Hi Jeb,
You're right..there are a lot of lucky 'toos if they belong to the people here at upatsix and now your Peaches is one of them....and I'm so glad! for you both.
I'd really like Peaches to stay with you. I've see too many 'toos over the years lose their homes due to misunderstandings of their behavior. We get in screamers, biters and never see the behavior. That's because we aren't the source or the teachers of those behaviors....so I hope you don't mind.....

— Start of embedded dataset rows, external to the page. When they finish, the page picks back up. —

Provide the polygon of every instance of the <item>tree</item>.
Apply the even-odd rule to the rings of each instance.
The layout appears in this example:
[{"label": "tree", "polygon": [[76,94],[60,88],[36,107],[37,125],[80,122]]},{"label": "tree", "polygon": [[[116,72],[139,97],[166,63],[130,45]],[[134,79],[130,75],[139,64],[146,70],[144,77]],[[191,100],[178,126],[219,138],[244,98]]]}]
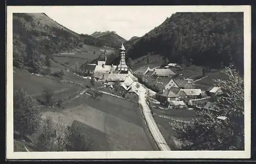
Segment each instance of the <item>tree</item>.
[{"label": "tree", "polygon": [[48,88],[46,88],[42,92],[42,96],[45,97],[46,105],[51,106],[53,105],[53,91]]},{"label": "tree", "polygon": [[150,54],[149,53],[146,55],[146,63],[147,64],[150,63]]},{"label": "tree", "polygon": [[129,58],[127,59],[126,64],[129,68],[133,68],[133,61],[132,60],[132,59],[131,59],[131,58]]},{"label": "tree", "polygon": [[[214,102],[217,113],[198,111],[200,118],[191,124],[173,123],[178,138],[189,144],[183,146],[187,150],[242,150],[244,149],[244,81],[237,71],[230,67],[223,71],[227,79],[215,81],[225,96]],[[218,116],[227,118],[223,121]]]},{"label": "tree", "polygon": [[14,88],[13,97],[13,128],[22,139],[36,130],[40,112],[34,100],[22,88]]}]

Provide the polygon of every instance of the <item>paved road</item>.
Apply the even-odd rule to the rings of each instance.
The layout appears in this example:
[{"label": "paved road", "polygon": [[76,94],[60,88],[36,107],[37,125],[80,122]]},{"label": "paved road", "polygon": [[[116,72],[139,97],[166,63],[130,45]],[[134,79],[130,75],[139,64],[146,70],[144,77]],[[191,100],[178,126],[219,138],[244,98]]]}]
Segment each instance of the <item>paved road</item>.
[{"label": "paved road", "polygon": [[151,110],[146,102],[147,89],[141,85],[139,88],[139,103],[142,107],[143,114],[145,117],[146,122],[152,136],[156,142],[160,150],[161,151],[171,150],[167,144],[162,133],[159,130],[157,125],[151,113]]}]

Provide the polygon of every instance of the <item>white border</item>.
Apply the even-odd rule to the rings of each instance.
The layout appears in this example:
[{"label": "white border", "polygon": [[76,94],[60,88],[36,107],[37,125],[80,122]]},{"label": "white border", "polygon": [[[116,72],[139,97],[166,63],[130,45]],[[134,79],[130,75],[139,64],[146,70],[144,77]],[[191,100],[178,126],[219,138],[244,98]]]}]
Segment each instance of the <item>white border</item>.
[{"label": "white border", "polygon": [[[156,6],[8,6],[7,9],[7,141],[6,158],[12,159],[113,158],[249,158],[251,146],[251,7],[250,6],[161,6],[176,12],[243,12],[244,30],[245,151],[94,151],[61,152],[13,152],[12,13],[57,12],[86,8],[154,8]],[[160,9],[160,10],[161,10]]]}]

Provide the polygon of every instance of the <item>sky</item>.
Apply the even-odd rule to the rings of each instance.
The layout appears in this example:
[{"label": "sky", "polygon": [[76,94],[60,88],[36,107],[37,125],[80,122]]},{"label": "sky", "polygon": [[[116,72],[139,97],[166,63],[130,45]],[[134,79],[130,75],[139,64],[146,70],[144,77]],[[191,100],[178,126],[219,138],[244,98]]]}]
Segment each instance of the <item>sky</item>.
[{"label": "sky", "polygon": [[83,6],[48,9],[51,18],[78,33],[115,31],[126,40],[141,37],[175,12],[168,6]]}]

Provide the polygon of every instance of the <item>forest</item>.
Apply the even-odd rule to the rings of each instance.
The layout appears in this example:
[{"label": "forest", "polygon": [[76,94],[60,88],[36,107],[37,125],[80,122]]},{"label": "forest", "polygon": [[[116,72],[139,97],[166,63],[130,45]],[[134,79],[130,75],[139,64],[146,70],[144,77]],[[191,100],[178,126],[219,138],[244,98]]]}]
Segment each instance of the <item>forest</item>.
[{"label": "forest", "polygon": [[130,43],[133,60],[162,54],[170,62],[220,68],[232,63],[243,70],[242,12],[176,13]]}]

When you wrote "I am noticing that the noise 9shrieking) stops instantaneously when I get him out and/or just pay specific attention to him. " That's a GREAT observation...really good so now.... If you play over in your mind a few times do you see a pattern? What I see is a bird that has learned that if he screams....YOU come to get him. In otherwords, he's learned or been taught that this screaming works and is working very well. you can't expect him to stop. Screaming isn't done very often just for the sake of screaming...it has a purpose, a function to the screamer. Without that the screaming would not be happening or woudl stop.

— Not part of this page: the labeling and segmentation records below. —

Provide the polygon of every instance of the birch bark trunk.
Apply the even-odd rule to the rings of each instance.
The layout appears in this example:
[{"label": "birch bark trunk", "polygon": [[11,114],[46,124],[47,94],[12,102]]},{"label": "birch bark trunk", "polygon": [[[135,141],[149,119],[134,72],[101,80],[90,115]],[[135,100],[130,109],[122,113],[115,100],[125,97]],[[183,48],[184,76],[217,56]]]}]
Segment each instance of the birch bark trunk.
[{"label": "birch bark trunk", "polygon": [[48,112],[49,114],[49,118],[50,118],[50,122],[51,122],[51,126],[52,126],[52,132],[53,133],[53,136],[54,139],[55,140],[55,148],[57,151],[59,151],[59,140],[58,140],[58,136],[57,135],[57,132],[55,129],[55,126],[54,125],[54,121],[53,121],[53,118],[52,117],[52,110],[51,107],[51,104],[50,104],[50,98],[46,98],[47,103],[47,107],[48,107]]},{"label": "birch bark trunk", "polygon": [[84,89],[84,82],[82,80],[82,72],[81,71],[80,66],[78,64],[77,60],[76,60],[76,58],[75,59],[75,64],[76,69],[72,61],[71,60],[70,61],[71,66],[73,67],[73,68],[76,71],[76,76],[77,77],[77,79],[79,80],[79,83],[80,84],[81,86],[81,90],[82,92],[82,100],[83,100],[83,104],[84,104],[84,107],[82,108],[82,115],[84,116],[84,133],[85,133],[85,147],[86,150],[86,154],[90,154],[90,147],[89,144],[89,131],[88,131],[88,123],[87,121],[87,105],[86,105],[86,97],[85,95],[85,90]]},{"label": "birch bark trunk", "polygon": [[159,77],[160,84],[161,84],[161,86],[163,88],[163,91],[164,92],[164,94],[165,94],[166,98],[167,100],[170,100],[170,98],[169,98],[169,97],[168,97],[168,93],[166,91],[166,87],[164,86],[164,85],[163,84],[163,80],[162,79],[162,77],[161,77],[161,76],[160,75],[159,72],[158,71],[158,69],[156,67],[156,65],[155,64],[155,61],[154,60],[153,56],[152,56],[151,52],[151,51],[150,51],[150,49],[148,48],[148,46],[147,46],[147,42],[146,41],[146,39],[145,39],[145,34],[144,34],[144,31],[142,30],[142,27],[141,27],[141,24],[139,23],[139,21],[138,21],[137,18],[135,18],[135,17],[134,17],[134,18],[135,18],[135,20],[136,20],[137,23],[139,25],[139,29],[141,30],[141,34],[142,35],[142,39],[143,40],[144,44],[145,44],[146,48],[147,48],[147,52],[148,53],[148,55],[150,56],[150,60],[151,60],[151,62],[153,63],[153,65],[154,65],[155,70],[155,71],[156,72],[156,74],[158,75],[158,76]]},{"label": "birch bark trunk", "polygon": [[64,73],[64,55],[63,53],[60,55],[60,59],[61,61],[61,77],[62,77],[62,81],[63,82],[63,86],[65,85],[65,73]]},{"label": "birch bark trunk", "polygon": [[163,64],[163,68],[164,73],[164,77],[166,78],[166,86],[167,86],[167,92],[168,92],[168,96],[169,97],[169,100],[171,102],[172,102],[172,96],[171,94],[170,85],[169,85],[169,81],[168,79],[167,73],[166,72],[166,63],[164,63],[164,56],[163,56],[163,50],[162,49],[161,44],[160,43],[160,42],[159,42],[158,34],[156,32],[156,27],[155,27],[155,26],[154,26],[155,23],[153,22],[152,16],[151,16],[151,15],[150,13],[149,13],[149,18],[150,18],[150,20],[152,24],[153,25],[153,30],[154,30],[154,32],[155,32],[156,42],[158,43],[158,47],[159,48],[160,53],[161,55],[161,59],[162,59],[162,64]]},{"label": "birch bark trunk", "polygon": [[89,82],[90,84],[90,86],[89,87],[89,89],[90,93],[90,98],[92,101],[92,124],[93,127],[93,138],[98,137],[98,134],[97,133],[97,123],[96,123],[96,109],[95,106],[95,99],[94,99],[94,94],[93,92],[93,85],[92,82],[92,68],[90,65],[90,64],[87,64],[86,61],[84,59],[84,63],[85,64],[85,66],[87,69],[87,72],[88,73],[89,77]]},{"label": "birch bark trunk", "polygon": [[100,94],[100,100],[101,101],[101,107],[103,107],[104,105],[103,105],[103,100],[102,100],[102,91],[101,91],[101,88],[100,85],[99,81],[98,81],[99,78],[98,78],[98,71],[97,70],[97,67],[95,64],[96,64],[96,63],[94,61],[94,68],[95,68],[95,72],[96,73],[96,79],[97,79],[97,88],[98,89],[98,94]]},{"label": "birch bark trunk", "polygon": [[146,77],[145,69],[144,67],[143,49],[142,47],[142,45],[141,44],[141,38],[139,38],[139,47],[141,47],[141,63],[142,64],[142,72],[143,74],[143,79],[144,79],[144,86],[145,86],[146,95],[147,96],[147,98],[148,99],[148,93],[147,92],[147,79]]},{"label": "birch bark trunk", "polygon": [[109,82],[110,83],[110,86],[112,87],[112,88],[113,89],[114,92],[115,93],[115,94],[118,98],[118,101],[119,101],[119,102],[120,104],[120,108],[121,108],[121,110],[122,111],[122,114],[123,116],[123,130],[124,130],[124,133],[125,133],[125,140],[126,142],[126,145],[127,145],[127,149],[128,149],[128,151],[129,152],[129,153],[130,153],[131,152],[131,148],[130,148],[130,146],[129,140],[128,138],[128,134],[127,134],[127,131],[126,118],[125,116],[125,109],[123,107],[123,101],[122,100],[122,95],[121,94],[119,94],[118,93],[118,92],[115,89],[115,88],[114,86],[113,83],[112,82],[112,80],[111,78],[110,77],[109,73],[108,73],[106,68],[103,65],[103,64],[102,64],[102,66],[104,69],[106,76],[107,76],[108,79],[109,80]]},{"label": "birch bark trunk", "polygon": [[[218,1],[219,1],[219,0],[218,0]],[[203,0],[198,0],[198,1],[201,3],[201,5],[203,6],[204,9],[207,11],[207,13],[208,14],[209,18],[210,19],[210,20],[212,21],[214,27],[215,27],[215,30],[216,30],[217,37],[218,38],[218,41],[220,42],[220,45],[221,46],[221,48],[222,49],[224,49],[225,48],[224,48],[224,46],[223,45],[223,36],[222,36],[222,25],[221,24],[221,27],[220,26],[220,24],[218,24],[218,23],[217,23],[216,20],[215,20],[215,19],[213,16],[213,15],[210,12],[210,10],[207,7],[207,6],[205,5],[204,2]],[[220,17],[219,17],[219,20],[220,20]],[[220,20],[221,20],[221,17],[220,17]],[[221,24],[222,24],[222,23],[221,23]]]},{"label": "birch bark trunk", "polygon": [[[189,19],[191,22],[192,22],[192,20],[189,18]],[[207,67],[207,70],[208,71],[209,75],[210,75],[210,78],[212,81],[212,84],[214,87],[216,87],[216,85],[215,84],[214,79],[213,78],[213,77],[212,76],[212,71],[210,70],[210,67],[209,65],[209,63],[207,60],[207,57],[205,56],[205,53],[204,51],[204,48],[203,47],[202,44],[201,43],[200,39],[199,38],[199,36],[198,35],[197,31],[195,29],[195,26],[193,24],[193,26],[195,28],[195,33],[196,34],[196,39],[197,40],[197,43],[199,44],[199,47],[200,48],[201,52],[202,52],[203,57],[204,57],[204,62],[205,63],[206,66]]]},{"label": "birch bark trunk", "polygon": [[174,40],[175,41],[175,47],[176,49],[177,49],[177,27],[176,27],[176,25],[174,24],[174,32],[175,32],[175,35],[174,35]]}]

I'm betting by this time and what you've posted on this board that Peaches has become a champion screamer. ....but it can be worked on. There are things you can try and come up with a plan but because my time is limited if you need further help I would need you to e-mail me..please. I'd be happy to work with you but I just don't always get over here to upatsix. My e-mail is
arobe@comcast.net or
shauna@thegabrielfoundation.org
What you can try is to respond immediately.......its really important that it be immediately after Peaches does a chosen sound. (to see what immediately is you can try a silly sounding experiment but it may not be as simple as you think. Take 3 bags and partially fill them with something...such as some nuts. Have someone take the first bag while you watch and drop it straight to the ground. You clap the instant it hits the ground...I bet you miss *smile* and clap just afterwards. Try it again and again..and you'll better see what I mean by timing and praising immediately after). You and your family need to decide on a noise that Peaches already makes that you can tolerate. IT may be hello,it may be a little whistle or something that he does...and every time you hear Peaches make that sound reinforce it by going to him...and praise him. You're going to reteach Peaches what sound you respond too if he wants your attention. Meanwhile I wouldn't suggest ignoring his screaming either...because you won't be able to...but downplay it...and really respond to the other more tolerable sound.

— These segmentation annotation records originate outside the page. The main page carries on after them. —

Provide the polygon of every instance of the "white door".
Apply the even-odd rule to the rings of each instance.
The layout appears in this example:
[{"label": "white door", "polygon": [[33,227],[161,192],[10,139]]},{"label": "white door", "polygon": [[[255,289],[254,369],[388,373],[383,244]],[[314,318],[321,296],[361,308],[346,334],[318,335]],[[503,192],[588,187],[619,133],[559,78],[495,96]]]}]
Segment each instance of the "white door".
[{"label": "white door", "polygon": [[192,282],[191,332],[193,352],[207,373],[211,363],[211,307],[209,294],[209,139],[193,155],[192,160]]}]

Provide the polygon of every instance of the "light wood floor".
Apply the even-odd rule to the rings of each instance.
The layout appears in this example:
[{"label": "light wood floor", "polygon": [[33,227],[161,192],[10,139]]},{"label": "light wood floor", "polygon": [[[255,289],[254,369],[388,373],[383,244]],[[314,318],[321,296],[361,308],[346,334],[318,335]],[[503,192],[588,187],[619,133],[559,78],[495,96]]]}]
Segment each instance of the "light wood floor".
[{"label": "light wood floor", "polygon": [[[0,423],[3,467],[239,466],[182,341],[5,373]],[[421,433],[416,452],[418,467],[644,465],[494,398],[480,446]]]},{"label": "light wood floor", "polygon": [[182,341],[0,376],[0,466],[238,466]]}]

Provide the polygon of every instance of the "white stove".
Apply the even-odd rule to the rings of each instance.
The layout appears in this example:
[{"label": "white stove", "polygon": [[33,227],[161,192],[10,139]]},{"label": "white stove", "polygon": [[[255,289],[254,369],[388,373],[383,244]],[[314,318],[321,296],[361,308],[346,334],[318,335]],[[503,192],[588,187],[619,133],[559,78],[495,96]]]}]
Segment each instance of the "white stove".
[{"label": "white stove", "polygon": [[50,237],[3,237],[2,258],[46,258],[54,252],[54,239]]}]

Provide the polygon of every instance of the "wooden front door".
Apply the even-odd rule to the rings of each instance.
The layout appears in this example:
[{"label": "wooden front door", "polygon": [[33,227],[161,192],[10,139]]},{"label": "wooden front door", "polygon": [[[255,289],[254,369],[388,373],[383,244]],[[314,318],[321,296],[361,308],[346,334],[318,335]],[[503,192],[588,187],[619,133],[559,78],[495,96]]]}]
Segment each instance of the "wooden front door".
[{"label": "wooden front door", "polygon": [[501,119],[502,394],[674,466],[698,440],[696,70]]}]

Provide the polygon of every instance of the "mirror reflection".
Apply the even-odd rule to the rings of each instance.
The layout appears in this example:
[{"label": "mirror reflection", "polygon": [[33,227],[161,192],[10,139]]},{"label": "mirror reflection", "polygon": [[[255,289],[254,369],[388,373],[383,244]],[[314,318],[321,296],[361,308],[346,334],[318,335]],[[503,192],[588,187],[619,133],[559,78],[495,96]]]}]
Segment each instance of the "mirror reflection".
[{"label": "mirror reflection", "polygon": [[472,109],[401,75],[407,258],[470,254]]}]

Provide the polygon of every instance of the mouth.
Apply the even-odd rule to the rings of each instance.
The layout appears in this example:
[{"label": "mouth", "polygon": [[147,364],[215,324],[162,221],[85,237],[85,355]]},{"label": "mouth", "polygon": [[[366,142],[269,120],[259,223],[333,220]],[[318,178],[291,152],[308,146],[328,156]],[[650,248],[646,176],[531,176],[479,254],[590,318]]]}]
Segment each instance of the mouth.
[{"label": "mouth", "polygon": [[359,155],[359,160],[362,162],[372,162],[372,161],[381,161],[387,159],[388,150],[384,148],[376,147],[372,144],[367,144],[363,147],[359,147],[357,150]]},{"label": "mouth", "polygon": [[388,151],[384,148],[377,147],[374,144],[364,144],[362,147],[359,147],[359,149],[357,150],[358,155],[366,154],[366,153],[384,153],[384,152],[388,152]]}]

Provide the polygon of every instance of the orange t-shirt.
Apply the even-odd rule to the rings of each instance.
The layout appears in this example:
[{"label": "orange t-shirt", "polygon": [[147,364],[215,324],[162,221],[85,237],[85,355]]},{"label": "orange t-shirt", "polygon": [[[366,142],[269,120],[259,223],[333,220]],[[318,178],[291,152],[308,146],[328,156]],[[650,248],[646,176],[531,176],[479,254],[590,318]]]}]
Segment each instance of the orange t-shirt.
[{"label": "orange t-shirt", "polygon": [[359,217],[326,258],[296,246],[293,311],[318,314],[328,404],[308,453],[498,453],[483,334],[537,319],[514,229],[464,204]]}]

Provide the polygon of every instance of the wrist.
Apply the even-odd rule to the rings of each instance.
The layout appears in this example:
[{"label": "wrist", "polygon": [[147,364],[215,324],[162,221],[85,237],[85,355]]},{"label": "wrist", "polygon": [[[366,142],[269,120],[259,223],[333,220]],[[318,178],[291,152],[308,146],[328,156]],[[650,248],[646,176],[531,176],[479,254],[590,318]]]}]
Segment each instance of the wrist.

Also a bird on the shoulder all of the time isn't the best practice. I'm not talking anti shoulder but Peaches needs to learn other activities and ways of interacting. Something that could be fun for the entire family is what's known as clicker training. You'd teach Peaches a target first and then the sky is the limit. There is a good training video out by Barbara Heidenriech that takes you step by step pretty much to get you started.